A lawsuit is holding up construction of a chapel, office building, park and hotel in South Boston’s Seaport District, according to Boston Global Investors, the projects’ developer.
Waltham’s Crosspoint Associates, majority owner of 10 adjacent Thomson Place and Farnsworth Street buildings until last month, sued BGI in September, claiming it had an easement through Block J, where the hotel is to be built as part of BGI’s $3.5 billion, 23-acre Seaport Square development.
“What they didn’t factor into this frivolous claim was the same easement ran through Block H, which is where the chapel (park and office building) is going,” BGI CEO John Hynes said.
A judge dismissed the case in November, but Crosspoint is appealing. A Suffolk Superior Court hearing is set for next week.
Construction of the 5,000-square-foot chapel, 1-acre park and four-story office building was set to start last December, while the 300-room Yotel hotel was to start this month. All projects remain on hold pending the appeal.
“Right now, there’s a cloud over the title, which is basically holding us hostage,” Hynes said. “Until the title is cleaned up, we can’t close our construction financing or get our equity commitment secured.”

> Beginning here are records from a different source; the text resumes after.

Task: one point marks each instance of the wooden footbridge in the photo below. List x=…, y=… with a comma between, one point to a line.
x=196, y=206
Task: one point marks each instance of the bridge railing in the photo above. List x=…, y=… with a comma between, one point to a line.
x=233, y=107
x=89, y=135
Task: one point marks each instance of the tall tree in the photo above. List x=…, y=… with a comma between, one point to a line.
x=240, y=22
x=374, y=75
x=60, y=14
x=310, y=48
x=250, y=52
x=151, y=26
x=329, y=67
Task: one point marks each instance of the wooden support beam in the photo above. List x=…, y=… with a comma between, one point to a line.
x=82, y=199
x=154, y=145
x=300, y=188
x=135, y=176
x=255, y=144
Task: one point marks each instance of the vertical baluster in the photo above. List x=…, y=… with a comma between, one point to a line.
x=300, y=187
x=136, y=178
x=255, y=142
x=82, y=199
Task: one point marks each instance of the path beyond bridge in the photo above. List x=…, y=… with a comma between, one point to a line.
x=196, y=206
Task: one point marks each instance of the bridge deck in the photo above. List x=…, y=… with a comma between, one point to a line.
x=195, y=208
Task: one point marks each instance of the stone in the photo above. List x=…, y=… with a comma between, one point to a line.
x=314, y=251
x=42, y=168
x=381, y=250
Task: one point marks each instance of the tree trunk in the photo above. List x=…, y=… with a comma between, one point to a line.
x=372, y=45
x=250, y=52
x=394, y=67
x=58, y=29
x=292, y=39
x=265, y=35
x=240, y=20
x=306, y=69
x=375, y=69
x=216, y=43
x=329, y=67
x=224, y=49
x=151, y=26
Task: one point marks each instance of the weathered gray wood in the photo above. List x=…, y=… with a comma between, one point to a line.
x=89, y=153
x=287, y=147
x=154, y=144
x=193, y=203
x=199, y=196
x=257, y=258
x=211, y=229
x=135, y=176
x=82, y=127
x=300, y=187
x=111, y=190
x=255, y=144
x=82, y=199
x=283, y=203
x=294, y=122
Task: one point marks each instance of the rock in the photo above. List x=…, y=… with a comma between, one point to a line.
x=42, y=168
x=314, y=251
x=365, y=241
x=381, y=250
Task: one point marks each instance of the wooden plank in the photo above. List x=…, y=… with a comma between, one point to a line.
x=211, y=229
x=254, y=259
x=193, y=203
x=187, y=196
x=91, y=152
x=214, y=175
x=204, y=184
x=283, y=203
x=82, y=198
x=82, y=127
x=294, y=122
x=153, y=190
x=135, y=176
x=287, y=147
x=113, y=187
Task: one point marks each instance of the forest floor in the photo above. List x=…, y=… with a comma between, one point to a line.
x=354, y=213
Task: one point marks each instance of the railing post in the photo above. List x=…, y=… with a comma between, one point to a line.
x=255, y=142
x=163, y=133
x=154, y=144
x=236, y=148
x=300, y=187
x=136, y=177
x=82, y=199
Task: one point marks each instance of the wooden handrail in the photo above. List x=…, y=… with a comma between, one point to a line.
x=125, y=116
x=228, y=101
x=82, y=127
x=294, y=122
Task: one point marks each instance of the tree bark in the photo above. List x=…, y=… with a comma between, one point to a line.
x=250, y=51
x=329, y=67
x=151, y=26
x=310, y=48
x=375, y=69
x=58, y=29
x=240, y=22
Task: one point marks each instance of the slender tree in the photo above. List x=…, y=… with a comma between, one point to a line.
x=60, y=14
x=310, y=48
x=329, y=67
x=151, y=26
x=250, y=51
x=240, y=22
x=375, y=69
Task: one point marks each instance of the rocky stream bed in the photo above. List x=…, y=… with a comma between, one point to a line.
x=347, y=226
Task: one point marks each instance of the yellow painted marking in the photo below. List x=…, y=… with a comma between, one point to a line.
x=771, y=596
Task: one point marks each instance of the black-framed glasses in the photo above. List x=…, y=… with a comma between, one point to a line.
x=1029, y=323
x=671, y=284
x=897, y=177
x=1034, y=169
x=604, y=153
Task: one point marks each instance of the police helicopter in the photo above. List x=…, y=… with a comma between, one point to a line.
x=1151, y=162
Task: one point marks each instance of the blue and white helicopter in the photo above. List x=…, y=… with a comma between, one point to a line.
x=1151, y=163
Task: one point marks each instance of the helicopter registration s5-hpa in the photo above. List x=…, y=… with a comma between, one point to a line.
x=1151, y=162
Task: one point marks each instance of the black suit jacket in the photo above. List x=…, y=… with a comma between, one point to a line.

Crosspoint did not respond to Herald inquiries.
The easement dates to 1979, when Penn Central Railroad granted it to Boston Wharf Co. Penn Central owned Block J, and Boston Wharf owned the Thomson Place and Farnsworth Street buildings. The MBTA took Block J by eminent domain in 1998 to build the Silver Line. Under a pact with then-owner McCourt-Broderick LP, it agreed to “acquire and extinguish” the easement and pay $340,000 in damages, court documents state.
BGI bought Block J in 2011 from the MBTA, which “irrevocably and unconditionally terminated, released and extinguished the easement” in 2014. “When we bought the property, the title insurance we got with (it) said the easement was extinguished,” Hynes said.
BGI is hoping for relief from Invesco Advisers, new majority owner of the Thomson Place and Farnsworth Street buildings under a $183.5 million deal with Crosspoint that closed in April.
“We have some optimism that these guys are going to do the right thing and walk away from this,” Hynes said.
Invesco cited its policy not to comment on “potential legal matters.”